Azure Document Intelligence Integration
For high-stakes, production use cases — legal documents, financial reports, forms — MarkItDown integrates with Microsoft’s Azure Document Intelligence service, which uses specialized ML models trained on document understanding tasks.
from markitdown import MarkItDown
md = MarkItDown(docintel_endpoint="<your_endpoint>")
result = md.convert("complex-form.pdf")
THIS is the premium option: better layout preservation, better table extraction, better handling of complex multi-column PDFs. It trades simplicity for accuracy.
Now, where could you use it? (newbie — version)
1. RAG Pipeline Preprocessing Before embedding documents into a vector database, convert everything to Markdown. Consistent structure means better chunking, better embeddings, better retrieval.
2. LLM Context Injection Need to pass a 50-page Word document to an LLM for summarization or Q&A? Convert to Markdown first for token efficiency and structural clarity.
3. Multi-Modal Document Understanding Combine MarkItDown’s conversion with a vision LLM to extract meaning from image-heavy slide decks or scanned documents — without building a custom pipeline from scratch.
4. Audio Transcription + Analysis Feed audio files into MarkItDown, get back a Markdown transcript, then analyze, summarize, or query it.
5. YouTube Video Analysis Pass a YouTube URL, get back the video’s transcript as Markdown. Useful for research, content repurposing, or training data collection.
Security Considerations (so, you don’t put sensitive tokens inside it)
The team is refreshingly candid about this: MarkItDown runs with the privileges of the current process. If you’re building a server-side application where users upload files, you need to sanitize inputs carefully.

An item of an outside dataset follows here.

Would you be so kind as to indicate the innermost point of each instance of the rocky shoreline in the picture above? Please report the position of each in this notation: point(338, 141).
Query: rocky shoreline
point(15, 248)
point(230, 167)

The recommendation is to use the narrowest API method that fits your use case:
convert_local()for local files onlyconvert_stream()for maximum controlconvert_response()when you're managing the HTTP fetch yourself
Don’t blindly pass user-controlled input to the general convert() method in a production environment.
How It Compares
The README itself compares MarkItDown to textract, the previous go-to Python library for text extraction. The key differentiator: MarkItDown preserves document structure as Markdown (headings, tables, lists, links), while textract focuses on raw text extraction. For LLM pipelines, structure is often as valuable as the text itself.
The Bigger Picture
MarkItDown is, at its core, a document ingestion layer — the unsexy but essential piece of infrastructure that sits between the messy real world (PDFs, PowerPoints, audio recordings) and the LLM-powered applications we’re building.

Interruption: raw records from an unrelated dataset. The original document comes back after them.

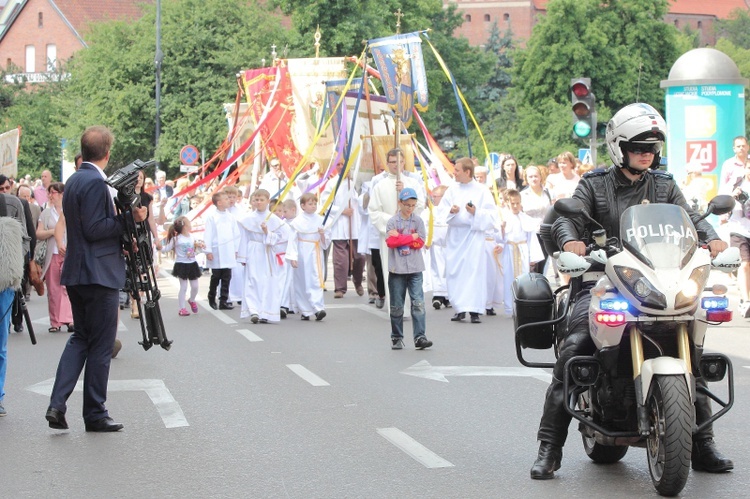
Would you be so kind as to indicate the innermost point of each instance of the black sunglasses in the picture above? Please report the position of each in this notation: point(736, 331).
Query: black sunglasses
point(636, 148)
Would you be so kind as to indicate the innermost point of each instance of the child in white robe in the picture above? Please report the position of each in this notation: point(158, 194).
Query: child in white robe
point(435, 254)
point(260, 230)
point(288, 304)
point(519, 248)
point(305, 253)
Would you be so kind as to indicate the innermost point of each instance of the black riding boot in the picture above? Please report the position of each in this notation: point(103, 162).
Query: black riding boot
point(706, 457)
point(553, 430)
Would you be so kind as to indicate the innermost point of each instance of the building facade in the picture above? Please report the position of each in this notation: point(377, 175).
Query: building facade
point(520, 16)
point(36, 36)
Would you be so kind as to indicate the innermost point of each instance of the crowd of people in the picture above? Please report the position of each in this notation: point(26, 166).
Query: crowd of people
point(268, 245)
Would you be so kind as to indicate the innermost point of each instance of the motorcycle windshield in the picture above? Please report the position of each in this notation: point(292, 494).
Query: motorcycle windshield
point(660, 235)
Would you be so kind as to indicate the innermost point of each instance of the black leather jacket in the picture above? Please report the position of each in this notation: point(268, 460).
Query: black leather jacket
point(607, 193)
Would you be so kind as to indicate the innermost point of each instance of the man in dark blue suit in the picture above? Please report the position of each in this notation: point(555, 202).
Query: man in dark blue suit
point(93, 273)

The fact that it’s built by the same team behind Microsoft’s AutoGen framework makes sense: AutoGen is about multi-agent AI workflows, and agents need to read documents. MarkItDown is the reading module.
With 123k stars and growing, the community has clearly recognized what this tool is: not glamorous, but indispensable.
Getting Started
pip install 'markitdown[all]'
Then:
from markitdown import MarkItDown
md = MarkItDown()
print(md.convert("any_file.pdf").text_content)
The GitHub repo is at github.com/microsoft/markitdown. It’s MIT licensed, actively maintained, and has a healthy community of contributors.
If you’re building anything that involves feeding documents to LLMs — RAG systems, document Q&A, AI agents — MarkItDown belongs in your stack.